UPDATE: New blog post on the 2nd Sight interim report 14 Aug 2013.
I have been working with a journalist at Private Eye magazine over the past few weeks, and a piece on the Post Office Horizon system leads the investigative section "In the Back" in this fortnight's issue (No 1298 30 Sep - 13 Oct p.28).
To read the original story in full and watch the TV piece I did about it in February, click here, but if you have a chance, please buy the magazine. It's an excellent read, and the Post Office story deserves wider public attention.
If the link above expires, here is the same article copied and pasted.
COMPUTER SAYS NO...
AS Britain’s multi-billion pound public IT programmes hit the next stage in the lifecycle of botched computer projects – malfunction – alarming repercussions are being felt in the nation’s post offices. In recent years the Horizon system that 11,500 sub-postmasters are forced to use has thrown up a rash of apparent financial “shortfalls”.

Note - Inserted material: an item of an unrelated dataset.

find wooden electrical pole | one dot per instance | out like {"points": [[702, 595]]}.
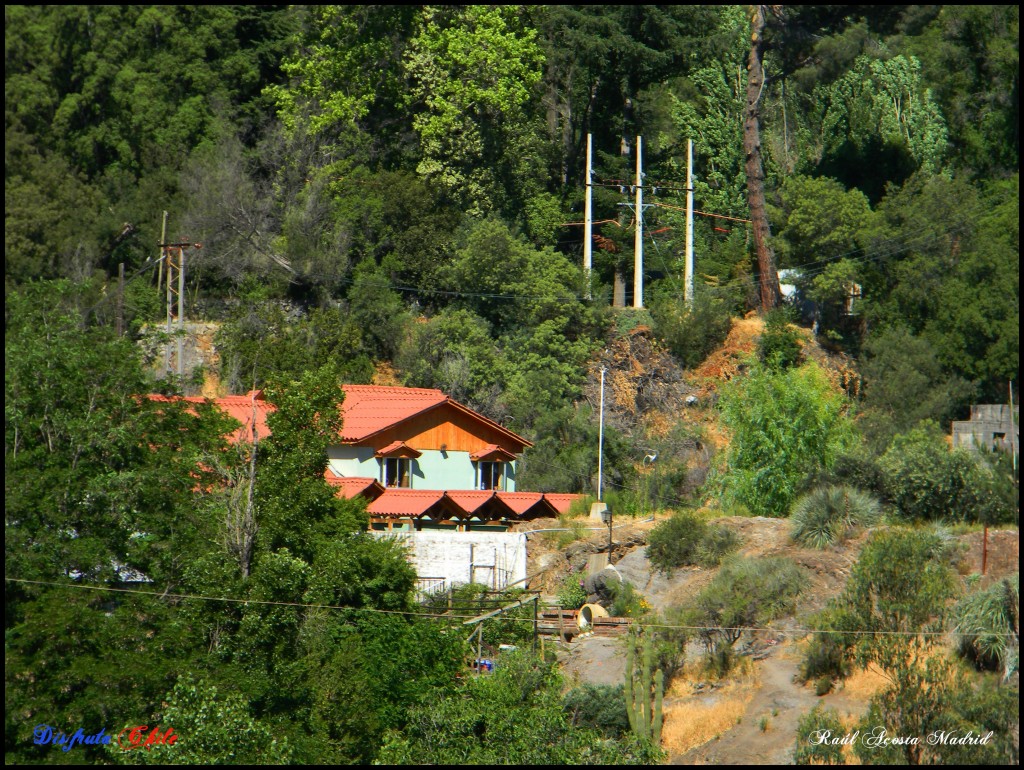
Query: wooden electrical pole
{"points": [[638, 237], [767, 275], [588, 229], [121, 298], [688, 270]]}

These have prompted dozens of prosecutions and financial ruin for businessmen and women with previously spotless records. Fifty-five of them last week launched a “class action” against the Post Office, arguing that their troubles owe more to computer error than dishonesty.In a standard week a sub-post office performs thousands of transactions – many such as pension payments and lottery and foreign currency purchases, in cash. When the computer says the till is short, the sub-postmaster (or mistress) has to cough up the difference; and the computer is always right apparently. If the sub-postmaster or mistress can’t pay up, the Post Office’s fraud investigators swiftly descend.
No sign of any missing cash
Typical is the case of Jo Hamilton from South Warnborough in Hampshire, who one week was £2,000 down. After the helpdesk told her to press a few buttons the total doubled, and the Post Office took £4,000 off her.
When the problem kept repeating, her mistake was to claim that everything was fine so she could at least keep trading in the hope that the errors would correct themselves and she’d get her £4,000 back. Then the total hit £36,000, the auditors swooped and she was convicted for false accounting (without ever being accused of taking any money) and forced to pay the £36,000 back with the help of supportive villagers.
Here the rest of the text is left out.